Andorinhas esvoaçam entre as torres e os seus sinos. O cemitério
da Irmandade jaz ao lado. Pompa e misericórdia, solenidade e prodigalidade,
beleza patética e assombro, um espanto barroco com capa de veludo
azul marinho e diamantes estrelares. Sublime!... Envolto em nuvem de incenso,
em plena consagração do Santíssimo, envergando o suntuoso
manto de Arthur Bispo do Rosário, escoltado por duas fileiras de
coroinhas, passa o Arcebispo da Sé de Mariana, a mais antiga das
Minas Gerais. Imponente como um comandante militar romano, dirige-se
ao altar-mor onde, depois, lavará os pés dos
meninos engraxates da turística praça Tiradentes. Glauco
Mattoso o invejará, quererá estar no lugar de Dom Oscar.
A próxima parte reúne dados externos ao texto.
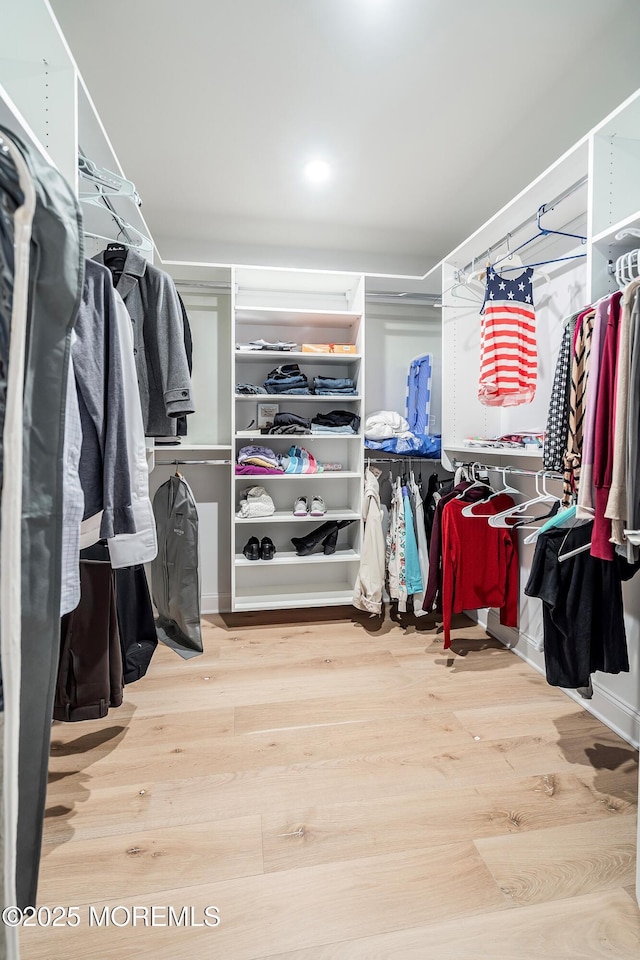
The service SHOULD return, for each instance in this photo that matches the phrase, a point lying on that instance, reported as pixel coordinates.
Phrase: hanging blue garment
(412, 560)
(419, 393)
Impossível!... Estandartes apocalípticos e esquizofrênicos
são empunhados pelas duas fileiras de coroinhas em volta do altar.
Uma procissão imóvel se corporifica dentro daquela famosa
igreja, como uma centopéia paralítica após sucessivos
martírios, como uma marcha fúnebre ou militar congelada,
um espantoso dragão de mil pernas e dois mil braços imobilizado
por aquela luz solar fugidia. Uma fila de cachorrinhas magras, vira-latas,
nas cores branca e preta, com véus e panos brancos de beatas e de
lavadeiras de margens de rios, posta-se em torno dos retábulos de
Nossa Senhora do Carmo e de Nossa Senhora das Dores. Todas as cadelinhas
magras com fraldelins e saiotes listrados à moda moura e empézinhas!...
Só vendo!... Fiquei encantado.
Muito contrito eu lia um recorte do primeiro capítulo do livro Quase
trinta de John Reed (1887 / 1920), colocado no meio do meu missal.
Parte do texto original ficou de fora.